He is most certainly confused and has a flawed understanding of Bitcoin. I can't seem to recall something in my thought process so I thought I'd ask. We know that blocks bigger than 1 MB from chain B would surely get orphaned on chain A. However, what about blocks from chain A being relayed to chain B (considering this would be a 'unilateral split')? I don't see why 1 MB blocks from chain A would get orphaned on chain B under current conditions. Care to elaborate?
This is where an unilateral split gets tricky, and why BU needs majority hash rate.
Let us say that block A1 is the last common block ( A's are less than 1MB). BU pulls the trigger at that moment. What does that mean ? They mine at least ONE B block, bigger than 1 MB: B1.
We now have: for BU nodes: A1 - B1
However, for old nodes: only A1 (B1 is invalid).
BU has more hash rate. It now builds a B2.
For BU nodes: A1 - B1 - B2
for old nodes: A1 (both other blocks are invalid).
Now, a "minority miner" mines A2, built on top of A1 (B1 and B2 are invalid blocks for him).
For BU nodes: 2 chains: A1 - B1 - B2 OR: A1 - A2. First chain has more PoW ("is longer"), so winning chain: A1 - B1 - B2
for old nodes: A1 - A2 (other blocks are invalid)
As BU *has more hash rate* this will continue.
At no point, an "A" miner will build upon the B chain (invalid blocks), and at every point, the BU nodes will see more PoW in the B chain.
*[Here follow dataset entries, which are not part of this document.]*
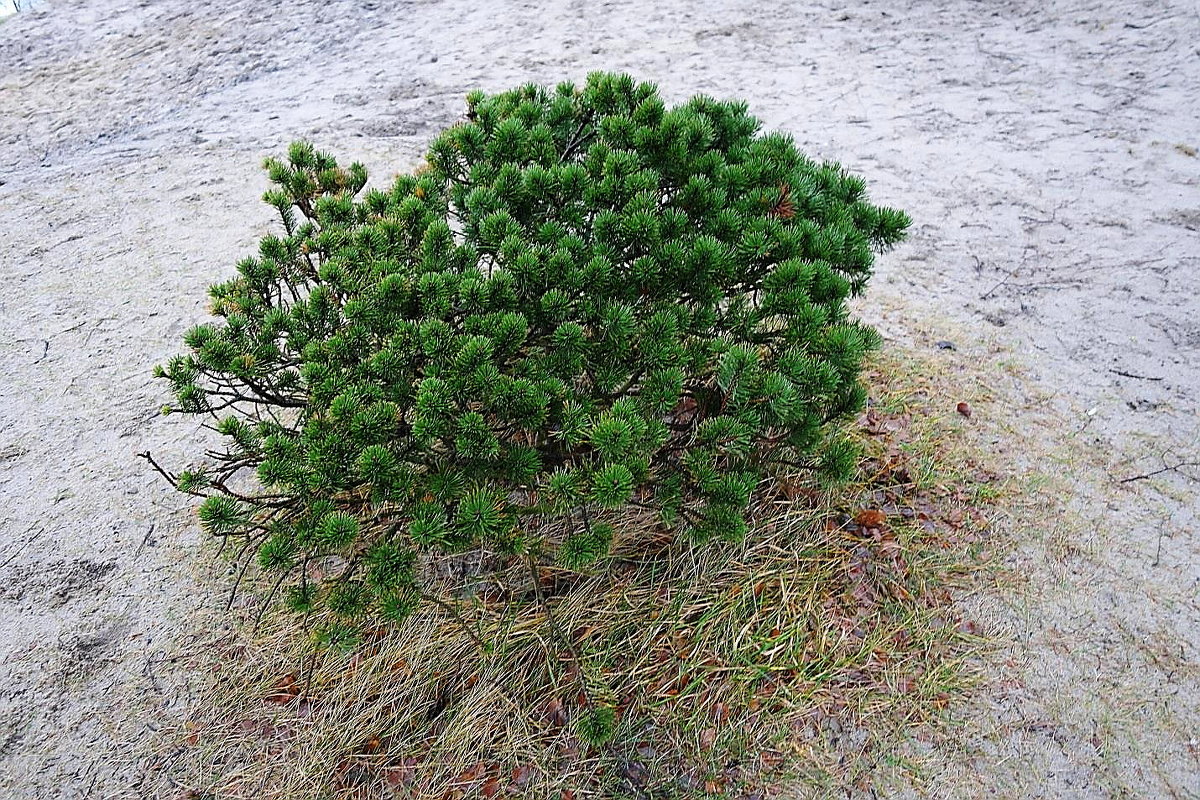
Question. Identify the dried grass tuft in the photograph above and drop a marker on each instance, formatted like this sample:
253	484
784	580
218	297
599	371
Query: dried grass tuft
801	657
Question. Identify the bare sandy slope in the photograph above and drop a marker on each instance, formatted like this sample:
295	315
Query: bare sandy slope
1044	149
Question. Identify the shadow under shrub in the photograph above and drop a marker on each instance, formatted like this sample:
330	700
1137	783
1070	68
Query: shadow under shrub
797	661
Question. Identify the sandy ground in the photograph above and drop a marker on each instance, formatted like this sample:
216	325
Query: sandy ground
1045	149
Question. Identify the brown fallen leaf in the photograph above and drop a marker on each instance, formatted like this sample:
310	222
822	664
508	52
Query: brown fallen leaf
870	518
285	690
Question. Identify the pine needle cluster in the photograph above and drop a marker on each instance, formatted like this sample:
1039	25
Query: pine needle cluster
586	300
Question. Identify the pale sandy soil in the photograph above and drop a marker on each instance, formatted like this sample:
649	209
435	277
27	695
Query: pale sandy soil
1045	150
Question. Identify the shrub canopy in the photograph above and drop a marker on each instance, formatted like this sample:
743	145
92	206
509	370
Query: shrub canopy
583	301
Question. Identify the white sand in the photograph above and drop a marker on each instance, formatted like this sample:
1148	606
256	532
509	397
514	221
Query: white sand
1042	146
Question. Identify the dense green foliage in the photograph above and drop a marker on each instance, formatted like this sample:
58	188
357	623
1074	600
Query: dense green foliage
585	301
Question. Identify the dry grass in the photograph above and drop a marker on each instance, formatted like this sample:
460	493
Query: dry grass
798	660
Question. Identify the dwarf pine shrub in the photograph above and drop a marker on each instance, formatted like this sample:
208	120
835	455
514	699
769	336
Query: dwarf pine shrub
583	301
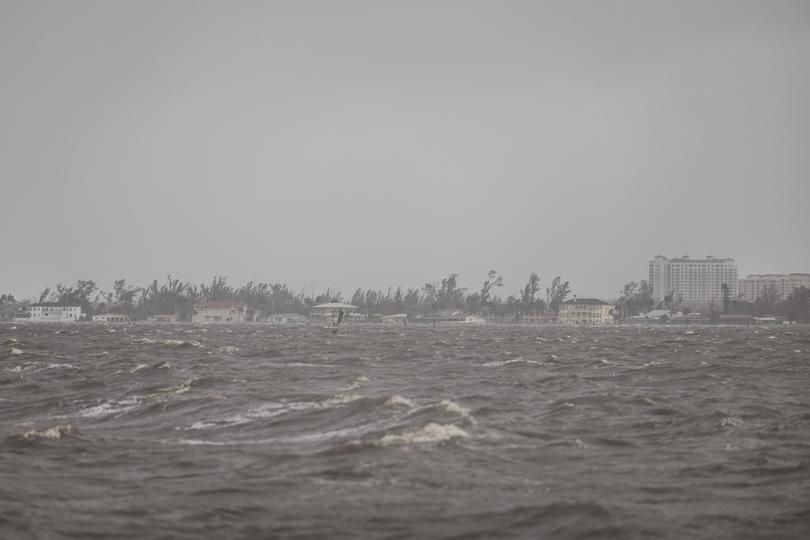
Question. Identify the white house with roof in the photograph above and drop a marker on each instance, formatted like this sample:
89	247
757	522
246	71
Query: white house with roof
55	312
331	312
220	312
586	311
110	317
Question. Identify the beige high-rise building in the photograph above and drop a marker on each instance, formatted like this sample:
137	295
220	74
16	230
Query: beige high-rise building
751	287
696	283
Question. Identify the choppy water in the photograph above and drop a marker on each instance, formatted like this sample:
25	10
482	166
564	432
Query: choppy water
473	432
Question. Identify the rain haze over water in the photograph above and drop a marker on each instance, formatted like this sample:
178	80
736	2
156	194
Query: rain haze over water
391	154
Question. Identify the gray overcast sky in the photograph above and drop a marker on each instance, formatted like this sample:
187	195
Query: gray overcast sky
367	144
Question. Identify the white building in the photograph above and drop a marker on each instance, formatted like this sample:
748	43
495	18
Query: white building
220	312
693	282
110	317
331	312
55	312
751	287
586	311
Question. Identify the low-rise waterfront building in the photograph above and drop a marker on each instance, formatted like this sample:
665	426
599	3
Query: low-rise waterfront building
164	317
586	311
399	318
331	312
284	318
220	312
110	317
754	286
55	312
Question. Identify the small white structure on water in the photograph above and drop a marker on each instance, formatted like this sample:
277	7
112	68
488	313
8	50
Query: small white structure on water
164	317
284	318
110	317
330	312
586	311
55	312
398	318
219	312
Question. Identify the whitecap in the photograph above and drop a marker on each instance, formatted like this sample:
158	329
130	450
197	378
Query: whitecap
431	433
358	382
56	432
396	399
180	343
110	408
452	406
57	366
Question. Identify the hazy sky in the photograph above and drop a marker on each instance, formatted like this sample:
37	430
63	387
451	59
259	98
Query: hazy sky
367	144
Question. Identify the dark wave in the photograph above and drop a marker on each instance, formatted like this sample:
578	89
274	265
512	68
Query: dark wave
176	431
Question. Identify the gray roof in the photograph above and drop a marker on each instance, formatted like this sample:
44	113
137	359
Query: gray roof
336	305
587	301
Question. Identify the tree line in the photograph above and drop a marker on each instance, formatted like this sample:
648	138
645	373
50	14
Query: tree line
174	296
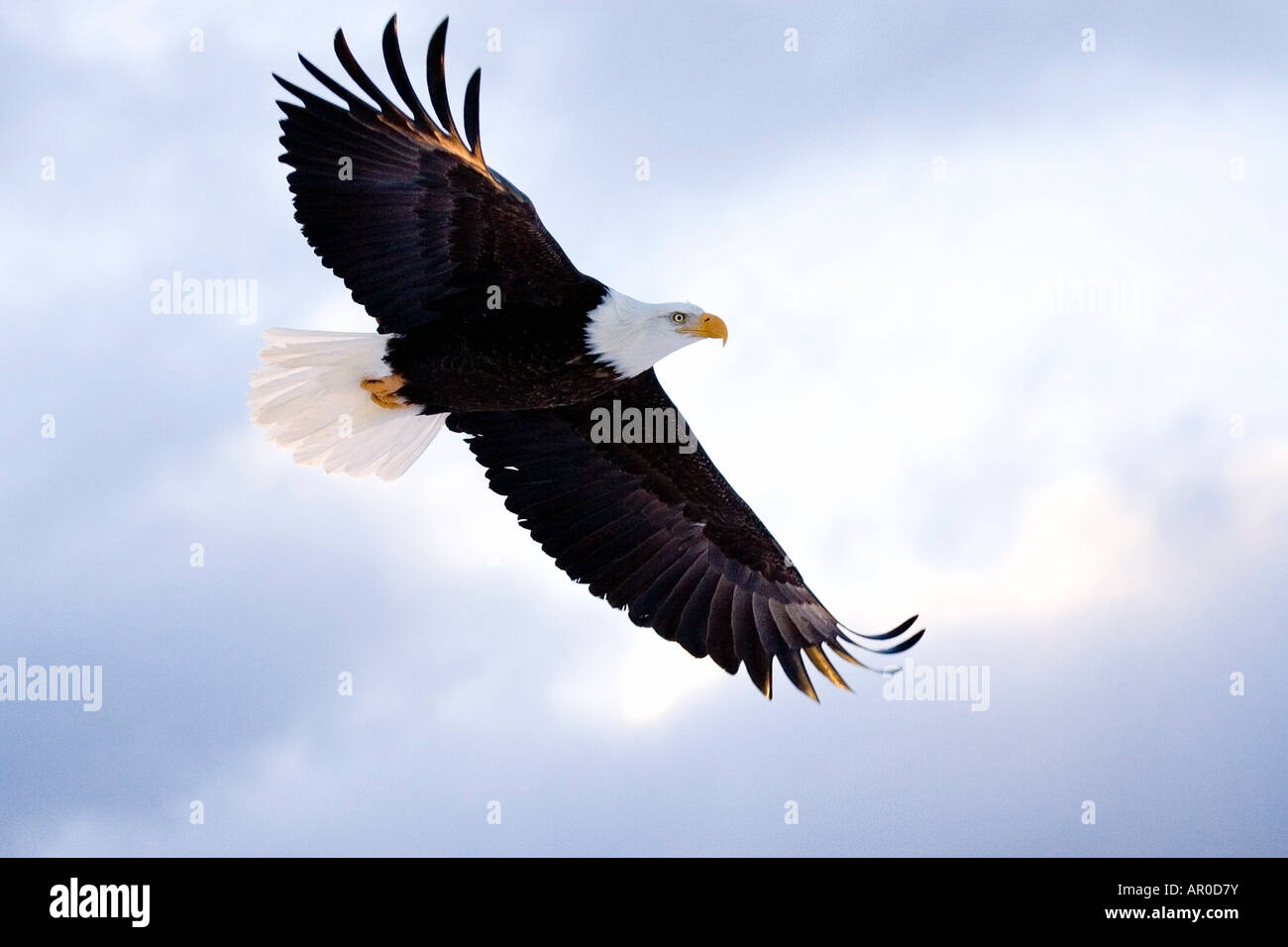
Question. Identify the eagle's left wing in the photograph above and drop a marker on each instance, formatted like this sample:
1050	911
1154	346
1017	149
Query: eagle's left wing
661	534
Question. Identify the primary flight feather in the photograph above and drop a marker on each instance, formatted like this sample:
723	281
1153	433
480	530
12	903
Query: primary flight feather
485	326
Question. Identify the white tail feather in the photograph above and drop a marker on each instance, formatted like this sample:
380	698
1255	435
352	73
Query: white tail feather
308	395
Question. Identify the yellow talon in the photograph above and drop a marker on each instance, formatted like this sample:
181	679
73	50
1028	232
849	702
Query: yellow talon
384	390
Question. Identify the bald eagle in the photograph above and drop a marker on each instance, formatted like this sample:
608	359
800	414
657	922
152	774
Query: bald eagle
487	328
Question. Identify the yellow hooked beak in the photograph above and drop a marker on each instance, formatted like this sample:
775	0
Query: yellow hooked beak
708	328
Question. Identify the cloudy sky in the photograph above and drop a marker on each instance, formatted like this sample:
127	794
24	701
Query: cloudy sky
1008	335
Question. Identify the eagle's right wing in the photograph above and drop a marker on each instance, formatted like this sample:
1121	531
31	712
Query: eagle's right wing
406	211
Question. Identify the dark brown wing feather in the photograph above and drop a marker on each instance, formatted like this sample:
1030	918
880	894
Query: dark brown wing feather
661	534
424	227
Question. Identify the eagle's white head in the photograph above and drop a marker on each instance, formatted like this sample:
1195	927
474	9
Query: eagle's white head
632	337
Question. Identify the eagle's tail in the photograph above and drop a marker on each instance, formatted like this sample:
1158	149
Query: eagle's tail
309	394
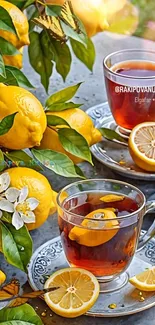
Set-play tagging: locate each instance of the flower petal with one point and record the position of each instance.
(4, 181)
(33, 203)
(6, 206)
(23, 194)
(12, 194)
(29, 218)
(17, 221)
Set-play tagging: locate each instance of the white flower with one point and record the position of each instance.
(23, 209)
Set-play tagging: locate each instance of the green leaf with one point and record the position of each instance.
(21, 159)
(17, 246)
(63, 95)
(74, 143)
(7, 48)
(33, 14)
(2, 67)
(62, 106)
(53, 10)
(79, 171)
(6, 22)
(111, 134)
(19, 315)
(86, 55)
(40, 63)
(56, 120)
(28, 3)
(7, 123)
(62, 58)
(58, 162)
(15, 76)
(3, 164)
(74, 35)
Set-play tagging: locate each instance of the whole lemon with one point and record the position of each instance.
(21, 25)
(14, 60)
(30, 121)
(79, 121)
(39, 188)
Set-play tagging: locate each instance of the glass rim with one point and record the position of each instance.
(101, 180)
(126, 51)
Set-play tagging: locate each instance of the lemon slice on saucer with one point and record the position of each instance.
(106, 229)
(144, 281)
(77, 293)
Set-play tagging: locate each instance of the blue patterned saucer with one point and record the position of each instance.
(50, 257)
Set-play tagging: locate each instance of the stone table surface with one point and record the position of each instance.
(92, 92)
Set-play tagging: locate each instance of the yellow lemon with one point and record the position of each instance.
(79, 121)
(77, 293)
(14, 60)
(39, 188)
(21, 25)
(30, 121)
(2, 277)
(144, 281)
(142, 144)
(106, 230)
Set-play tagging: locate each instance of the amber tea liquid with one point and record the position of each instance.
(111, 257)
(132, 103)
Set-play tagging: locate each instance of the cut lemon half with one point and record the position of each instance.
(144, 281)
(106, 229)
(142, 146)
(77, 293)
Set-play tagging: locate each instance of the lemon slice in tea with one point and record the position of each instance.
(106, 229)
(77, 293)
(142, 146)
(144, 281)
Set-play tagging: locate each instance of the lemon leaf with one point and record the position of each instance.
(58, 107)
(15, 77)
(3, 164)
(38, 60)
(7, 123)
(74, 143)
(19, 316)
(81, 38)
(85, 55)
(53, 10)
(56, 120)
(58, 162)
(7, 48)
(63, 95)
(16, 245)
(2, 67)
(62, 58)
(21, 159)
(6, 22)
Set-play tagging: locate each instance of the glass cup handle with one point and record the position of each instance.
(150, 205)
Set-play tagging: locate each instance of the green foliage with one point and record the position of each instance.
(22, 315)
(58, 162)
(146, 14)
(6, 123)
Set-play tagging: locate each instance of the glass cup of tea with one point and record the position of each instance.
(100, 222)
(130, 85)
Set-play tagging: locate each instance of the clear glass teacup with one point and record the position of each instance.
(100, 222)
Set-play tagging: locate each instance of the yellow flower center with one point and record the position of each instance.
(23, 208)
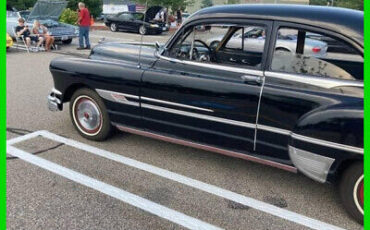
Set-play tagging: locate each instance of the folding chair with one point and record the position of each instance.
(20, 39)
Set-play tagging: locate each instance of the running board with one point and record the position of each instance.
(207, 148)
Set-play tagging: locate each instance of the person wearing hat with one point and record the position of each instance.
(23, 30)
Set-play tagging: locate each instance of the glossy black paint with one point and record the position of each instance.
(132, 21)
(333, 114)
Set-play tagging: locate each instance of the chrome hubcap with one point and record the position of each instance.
(88, 115)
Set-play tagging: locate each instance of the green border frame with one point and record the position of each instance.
(366, 112)
(2, 115)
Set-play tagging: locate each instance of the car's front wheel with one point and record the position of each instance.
(352, 190)
(113, 27)
(89, 115)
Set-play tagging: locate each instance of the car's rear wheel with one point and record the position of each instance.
(352, 191)
(67, 42)
(89, 115)
(113, 27)
(143, 30)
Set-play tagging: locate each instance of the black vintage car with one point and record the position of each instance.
(137, 22)
(299, 110)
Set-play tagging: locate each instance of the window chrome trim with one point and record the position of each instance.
(176, 104)
(200, 116)
(274, 129)
(55, 91)
(321, 82)
(328, 143)
(212, 66)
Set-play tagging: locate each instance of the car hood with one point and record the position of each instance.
(47, 9)
(124, 52)
(151, 12)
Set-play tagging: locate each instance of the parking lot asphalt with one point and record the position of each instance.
(40, 199)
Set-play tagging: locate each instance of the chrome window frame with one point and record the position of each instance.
(274, 34)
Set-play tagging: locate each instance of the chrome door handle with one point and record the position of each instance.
(245, 61)
(252, 79)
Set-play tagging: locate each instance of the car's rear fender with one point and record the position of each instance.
(326, 138)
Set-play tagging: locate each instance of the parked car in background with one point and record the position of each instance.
(24, 14)
(137, 22)
(48, 13)
(292, 110)
(253, 38)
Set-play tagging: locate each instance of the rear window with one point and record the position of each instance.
(305, 52)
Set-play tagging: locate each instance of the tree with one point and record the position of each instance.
(95, 6)
(206, 3)
(170, 4)
(21, 4)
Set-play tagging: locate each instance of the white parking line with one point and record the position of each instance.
(253, 203)
(132, 199)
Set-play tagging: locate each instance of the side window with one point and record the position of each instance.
(305, 52)
(224, 44)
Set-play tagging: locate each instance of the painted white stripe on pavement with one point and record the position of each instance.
(229, 195)
(132, 199)
(24, 137)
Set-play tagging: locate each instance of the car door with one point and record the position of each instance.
(303, 88)
(200, 99)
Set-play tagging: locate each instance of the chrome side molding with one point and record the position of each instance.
(312, 165)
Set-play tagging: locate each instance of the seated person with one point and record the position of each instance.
(42, 32)
(23, 30)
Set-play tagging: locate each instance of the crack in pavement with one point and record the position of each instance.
(22, 132)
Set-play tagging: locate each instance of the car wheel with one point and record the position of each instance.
(67, 42)
(142, 30)
(352, 191)
(89, 115)
(113, 27)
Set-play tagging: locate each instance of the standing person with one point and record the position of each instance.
(179, 17)
(23, 30)
(43, 32)
(84, 26)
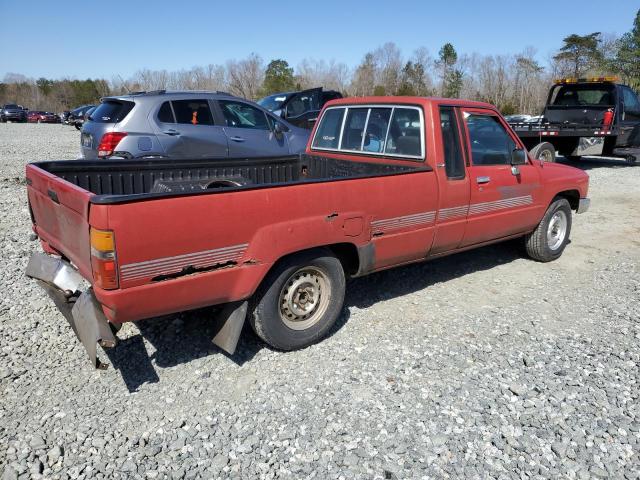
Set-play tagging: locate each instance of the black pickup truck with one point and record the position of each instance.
(299, 108)
(586, 116)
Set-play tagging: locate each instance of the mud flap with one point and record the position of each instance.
(229, 324)
(92, 327)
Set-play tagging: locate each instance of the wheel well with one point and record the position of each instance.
(347, 253)
(573, 196)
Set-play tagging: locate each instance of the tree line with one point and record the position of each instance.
(514, 83)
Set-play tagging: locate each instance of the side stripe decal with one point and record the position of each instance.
(389, 224)
(418, 219)
(168, 265)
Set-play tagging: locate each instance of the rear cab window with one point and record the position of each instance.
(111, 111)
(388, 130)
(491, 144)
(582, 95)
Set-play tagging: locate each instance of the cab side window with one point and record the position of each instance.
(242, 115)
(490, 142)
(195, 112)
(453, 159)
(165, 114)
(631, 103)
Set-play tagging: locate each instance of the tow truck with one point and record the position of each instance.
(596, 116)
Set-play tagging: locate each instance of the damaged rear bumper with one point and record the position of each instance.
(84, 313)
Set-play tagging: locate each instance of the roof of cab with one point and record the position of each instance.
(409, 101)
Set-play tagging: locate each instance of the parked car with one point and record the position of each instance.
(517, 118)
(586, 116)
(64, 116)
(38, 116)
(384, 181)
(87, 114)
(12, 113)
(299, 108)
(534, 119)
(76, 116)
(187, 125)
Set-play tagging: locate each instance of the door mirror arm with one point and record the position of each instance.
(278, 130)
(518, 157)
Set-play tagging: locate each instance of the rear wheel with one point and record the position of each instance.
(549, 239)
(299, 300)
(544, 151)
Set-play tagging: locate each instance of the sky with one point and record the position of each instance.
(97, 39)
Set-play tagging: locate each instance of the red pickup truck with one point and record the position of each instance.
(384, 181)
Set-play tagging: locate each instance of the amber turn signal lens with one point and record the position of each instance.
(103, 259)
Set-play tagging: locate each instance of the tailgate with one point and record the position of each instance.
(61, 216)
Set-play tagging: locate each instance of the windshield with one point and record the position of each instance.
(273, 102)
(577, 95)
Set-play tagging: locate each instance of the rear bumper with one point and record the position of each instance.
(583, 205)
(84, 313)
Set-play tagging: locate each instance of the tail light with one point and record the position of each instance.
(607, 120)
(103, 259)
(109, 142)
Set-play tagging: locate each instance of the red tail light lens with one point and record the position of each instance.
(109, 143)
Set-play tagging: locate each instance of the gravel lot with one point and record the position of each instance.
(480, 365)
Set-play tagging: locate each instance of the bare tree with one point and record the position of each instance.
(244, 77)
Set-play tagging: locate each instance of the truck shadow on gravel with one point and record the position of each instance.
(185, 337)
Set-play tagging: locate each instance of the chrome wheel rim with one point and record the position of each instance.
(546, 156)
(304, 298)
(557, 230)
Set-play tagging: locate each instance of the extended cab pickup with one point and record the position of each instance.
(585, 116)
(385, 181)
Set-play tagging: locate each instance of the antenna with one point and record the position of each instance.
(124, 84)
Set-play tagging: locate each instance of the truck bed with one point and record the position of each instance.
(116, 181)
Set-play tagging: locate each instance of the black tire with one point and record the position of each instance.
(542, 244)
(313, 271)
(544, 151)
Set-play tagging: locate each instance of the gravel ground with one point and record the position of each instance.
(480, 365)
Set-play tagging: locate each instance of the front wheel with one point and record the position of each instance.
(544, 151)
(299, 301)
(549, 239)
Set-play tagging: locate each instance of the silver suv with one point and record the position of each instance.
(186, 124)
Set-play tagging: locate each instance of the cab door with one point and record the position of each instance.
(504, 200)
(453, 182)
(630, 119)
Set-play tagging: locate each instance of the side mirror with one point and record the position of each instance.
(518, 156)
(278, 130)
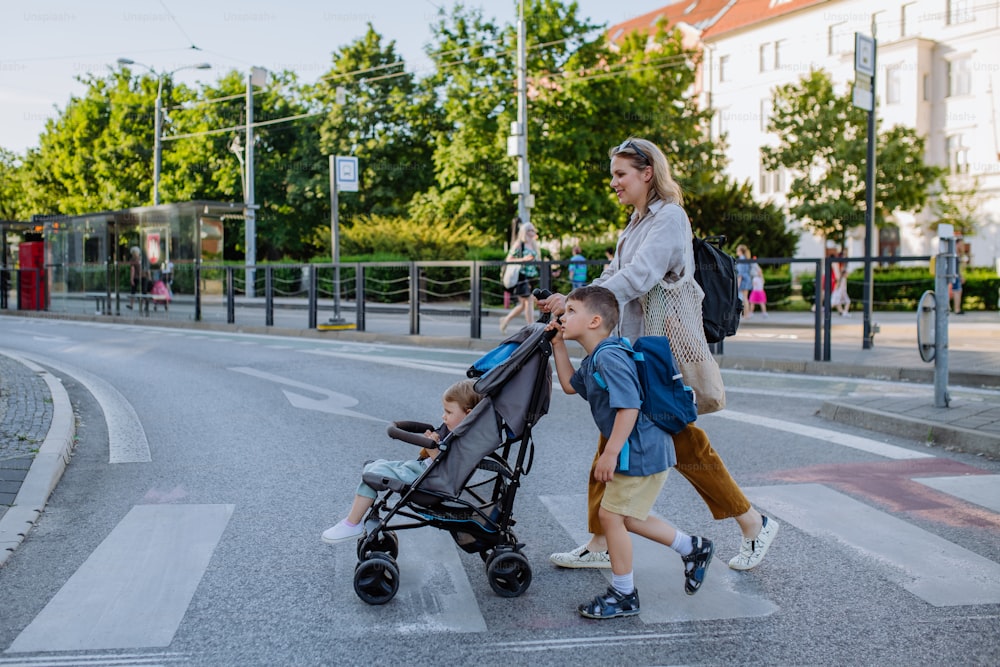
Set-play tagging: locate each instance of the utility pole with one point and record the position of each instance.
(517, 143)
(257, 76)
(864, 97)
But, but, but, drama and catastrophy. If BU now becomes minority hash.
We have:
A1 - B1 - B2 - B3 - B4 ..... B250
A1 - A2 ..... - A100
For a while, everything goes still well. But A having more hash rate, it will grow faster.
So after a while, we have:
A1 - B1 - B2 ..... B500
A1 - A2 ..... A-501
BOING!!!
Now, for the BU miners, the A chain is the longest. They will add their new block to the A chain:
A1 - ... A-501 - B502
But for the (majority hash rate) A miners, this is an invalid block.
They will also mine an A502 block.
And then an A503 one on top of that. B502 gets orphaned.
Next, the BU miners still find:
A1.... A501-A502-A503 a valid and longest chain.
They will add B504 on top of it...
But the A miners will outcompete them with A504 and A505. B504 gets orphaned....
And the B chain is dead.
Everything that happened on the B chain is as if it never happened.
Unless the B miners decide to implement something that makes it a bilateral split. A soft fork on B is thinkable, that A doesn't have.